Andy is haunted by the spirit of despondency
For reasons best known to my inner self, my motivation to train and ride cyclocross this season has deserted me. The effects of an injury sustained late this summer were swept away by a glorious four-day tour in Shropshire, so why the malaise and feelings of guilt?
Well, reading the news articles detailing the achievements of a certain Sir Chris Hoy haven’t helped. If anything, they highlight the extraordinary determination and resolve that someone of his calibre must possess and which I, sadly lack. It is all to easy to jump in the car or take the train if the weather looks grim or you’re simply not in the mood and easier still to go out on Sunday just for an hour, ignoring the racing calendar.
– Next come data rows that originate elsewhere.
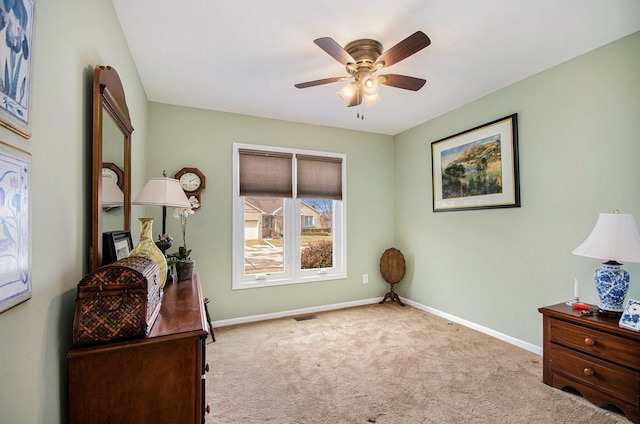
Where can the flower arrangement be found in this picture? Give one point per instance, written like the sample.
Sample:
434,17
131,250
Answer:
182,214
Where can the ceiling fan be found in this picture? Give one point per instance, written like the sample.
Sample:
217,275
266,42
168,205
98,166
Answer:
362,59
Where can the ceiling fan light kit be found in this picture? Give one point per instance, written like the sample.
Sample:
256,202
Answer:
362,59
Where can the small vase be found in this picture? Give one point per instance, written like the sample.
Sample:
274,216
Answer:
146,248
184,269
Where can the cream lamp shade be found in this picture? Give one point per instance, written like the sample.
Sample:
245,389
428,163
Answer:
162,191
614,238
112,196
165,192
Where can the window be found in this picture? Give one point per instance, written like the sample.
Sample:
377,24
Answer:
288,216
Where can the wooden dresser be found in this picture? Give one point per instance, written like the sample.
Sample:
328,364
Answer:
157,379
593,355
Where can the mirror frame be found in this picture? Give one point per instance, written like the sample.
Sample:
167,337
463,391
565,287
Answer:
108,96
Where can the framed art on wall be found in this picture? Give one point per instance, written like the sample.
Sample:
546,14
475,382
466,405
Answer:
15,226
16,28
477,168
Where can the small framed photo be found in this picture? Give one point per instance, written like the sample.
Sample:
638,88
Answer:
116,245
477,168
631,315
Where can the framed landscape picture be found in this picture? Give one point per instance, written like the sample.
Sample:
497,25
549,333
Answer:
477,168
16,49
15,222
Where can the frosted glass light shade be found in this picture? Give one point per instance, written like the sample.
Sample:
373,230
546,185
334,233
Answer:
614,237
111,194
162,191
370,84
347,93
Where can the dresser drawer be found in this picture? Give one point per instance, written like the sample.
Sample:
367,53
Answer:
616,381
596,343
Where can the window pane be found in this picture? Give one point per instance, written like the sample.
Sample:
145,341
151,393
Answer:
316,237
263,235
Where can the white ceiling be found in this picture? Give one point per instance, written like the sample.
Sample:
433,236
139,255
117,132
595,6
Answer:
244,56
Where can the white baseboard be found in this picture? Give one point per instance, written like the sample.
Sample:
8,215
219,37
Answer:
511,340
263,317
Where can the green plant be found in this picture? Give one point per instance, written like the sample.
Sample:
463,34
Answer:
181,214
318,254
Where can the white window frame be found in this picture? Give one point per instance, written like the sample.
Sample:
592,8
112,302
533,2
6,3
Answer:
292,230
310,218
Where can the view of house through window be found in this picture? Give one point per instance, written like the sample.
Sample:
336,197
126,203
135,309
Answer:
264,234
288,216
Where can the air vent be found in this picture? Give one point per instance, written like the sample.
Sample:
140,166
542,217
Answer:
305,317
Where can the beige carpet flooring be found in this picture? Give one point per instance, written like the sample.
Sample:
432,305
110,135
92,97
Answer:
380,364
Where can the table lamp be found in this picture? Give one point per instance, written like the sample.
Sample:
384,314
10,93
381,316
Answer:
614,238
163,191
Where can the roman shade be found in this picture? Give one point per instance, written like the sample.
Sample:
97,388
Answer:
265,173
270,174
319,177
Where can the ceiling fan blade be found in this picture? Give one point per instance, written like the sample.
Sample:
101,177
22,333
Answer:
334,49
402,81
320,82
410,45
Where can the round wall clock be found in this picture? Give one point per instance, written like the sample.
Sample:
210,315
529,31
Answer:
192,181
113,171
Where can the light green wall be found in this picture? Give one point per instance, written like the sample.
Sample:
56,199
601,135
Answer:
579,126
71,38
203,139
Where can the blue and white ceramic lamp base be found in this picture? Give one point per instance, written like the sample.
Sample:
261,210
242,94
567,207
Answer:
612,283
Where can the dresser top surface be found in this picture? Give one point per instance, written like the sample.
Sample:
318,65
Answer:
597,320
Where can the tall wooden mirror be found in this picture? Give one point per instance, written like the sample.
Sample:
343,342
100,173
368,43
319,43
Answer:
112,153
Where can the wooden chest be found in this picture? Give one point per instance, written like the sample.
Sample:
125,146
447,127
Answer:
118,301
593,355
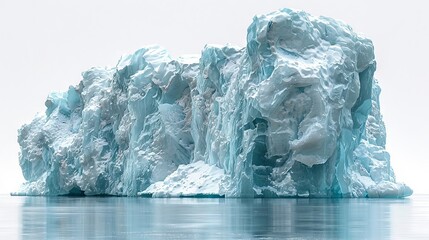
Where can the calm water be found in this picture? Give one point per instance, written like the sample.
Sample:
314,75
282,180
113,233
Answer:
188,218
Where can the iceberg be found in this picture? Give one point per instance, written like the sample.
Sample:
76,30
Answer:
295,113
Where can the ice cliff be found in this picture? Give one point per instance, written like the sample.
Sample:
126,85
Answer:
294,113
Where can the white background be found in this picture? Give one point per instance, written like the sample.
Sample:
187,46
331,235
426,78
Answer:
45,45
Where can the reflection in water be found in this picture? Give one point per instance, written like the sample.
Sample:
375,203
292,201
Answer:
190,218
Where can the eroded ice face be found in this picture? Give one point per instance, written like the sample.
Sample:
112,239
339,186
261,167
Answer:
294,113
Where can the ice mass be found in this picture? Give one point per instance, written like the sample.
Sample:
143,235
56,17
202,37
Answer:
295,113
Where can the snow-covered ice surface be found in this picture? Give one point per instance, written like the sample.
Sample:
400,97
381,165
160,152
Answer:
294,113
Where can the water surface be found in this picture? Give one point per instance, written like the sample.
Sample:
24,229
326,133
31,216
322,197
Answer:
191,218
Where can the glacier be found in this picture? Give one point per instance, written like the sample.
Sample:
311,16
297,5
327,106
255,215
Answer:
295,113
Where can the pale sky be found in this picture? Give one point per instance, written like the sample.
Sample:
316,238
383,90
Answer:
45,45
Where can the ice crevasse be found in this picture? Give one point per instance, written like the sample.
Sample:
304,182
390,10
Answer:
295,113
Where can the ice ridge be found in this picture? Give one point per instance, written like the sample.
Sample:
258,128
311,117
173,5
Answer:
295,113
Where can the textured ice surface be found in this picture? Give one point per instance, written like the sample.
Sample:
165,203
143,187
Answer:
294,113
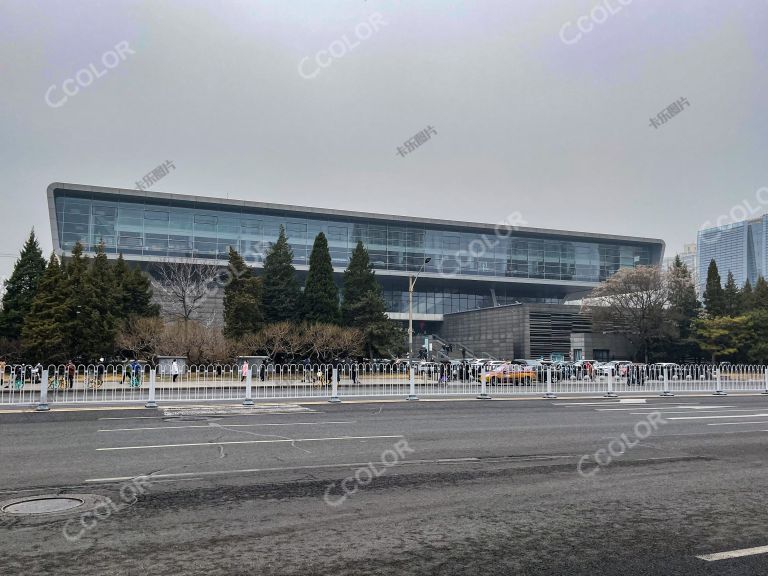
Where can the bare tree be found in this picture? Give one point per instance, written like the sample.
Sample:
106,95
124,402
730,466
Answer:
633,303
141,336
186,285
What is it that makes people like Hoy bounce back, not just from injury but the euphoria and adrenalin rush of winning three Olympic golds? There would appear to be nothing left to achieve; how easy must it be to say; “that‘s it, job done, time now to rest on one’s laurels and bathe in the glory”?
Perhaps one key to this puzzle is the injury itself. Perhaps it is what provides the drive and willpower to return. Certainly in cases like that of the Australian sprinter Anna Meares, who broke her neck and was given little chance of riding again, one might imagine the case for unfinished business is the catalyst, but for Sir Chris and his injuries the opposite could have applied.
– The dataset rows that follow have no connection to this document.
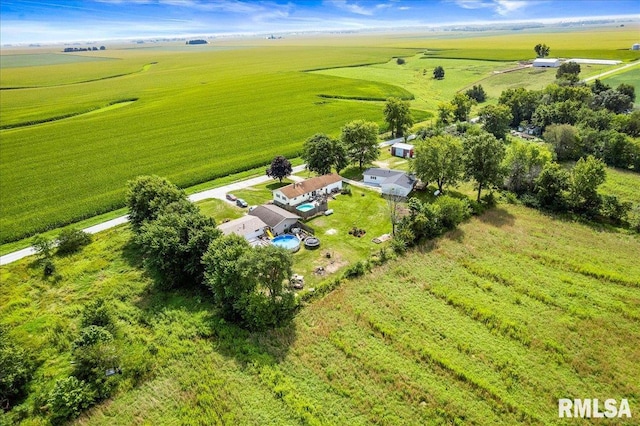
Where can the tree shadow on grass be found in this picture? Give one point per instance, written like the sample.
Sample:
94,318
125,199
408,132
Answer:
498,217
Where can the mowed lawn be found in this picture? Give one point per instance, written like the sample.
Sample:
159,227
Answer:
198,115
490,324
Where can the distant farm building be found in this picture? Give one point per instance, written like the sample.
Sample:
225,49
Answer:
392,182
546,63
595,61
300,192
402,150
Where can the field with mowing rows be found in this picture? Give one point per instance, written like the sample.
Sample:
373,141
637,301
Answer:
490,324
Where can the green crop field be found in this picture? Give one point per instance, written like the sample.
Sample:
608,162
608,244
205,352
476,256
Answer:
490,324
195,117
77,131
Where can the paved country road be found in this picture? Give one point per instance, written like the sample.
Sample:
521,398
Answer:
218,193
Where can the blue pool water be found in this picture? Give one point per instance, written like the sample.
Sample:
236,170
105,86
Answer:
290,242
305,207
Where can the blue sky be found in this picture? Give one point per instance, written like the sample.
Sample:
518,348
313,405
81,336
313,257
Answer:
52,21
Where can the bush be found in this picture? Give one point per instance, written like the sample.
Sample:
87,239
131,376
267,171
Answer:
97,313
612,208
68,398
357,269
633,217
15,370
452,211
71,240
92,335
530,201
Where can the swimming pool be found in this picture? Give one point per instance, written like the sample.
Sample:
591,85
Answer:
288,241
305,207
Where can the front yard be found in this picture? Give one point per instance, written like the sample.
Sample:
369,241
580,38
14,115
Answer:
364,209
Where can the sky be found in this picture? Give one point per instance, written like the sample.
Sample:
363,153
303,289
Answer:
52,21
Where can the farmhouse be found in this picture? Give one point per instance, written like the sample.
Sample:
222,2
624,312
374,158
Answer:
402,150
546,62
278,219
299,192
392,182
249,227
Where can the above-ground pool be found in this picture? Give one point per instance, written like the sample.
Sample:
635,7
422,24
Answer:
305,207
288,241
Here was the perfect excuse to retire at the top. But the inner steel Sir Stephen Regrave required to win five golds at five Olympics is the domain of a chosen few, so let’s stick to our mortal level and consider winning anything just once. And, if you have done so, the phrase ‘one hit wonder’ is perversely often used as term of disrespect, ignoring completely the sacrifices and hard work needed to achieve just that one career win.
So there you have it, no wonder motivation is so hard to come by at times. Maybe it is easier just to go out for a potter. After all, its tough enough just thinking about racing.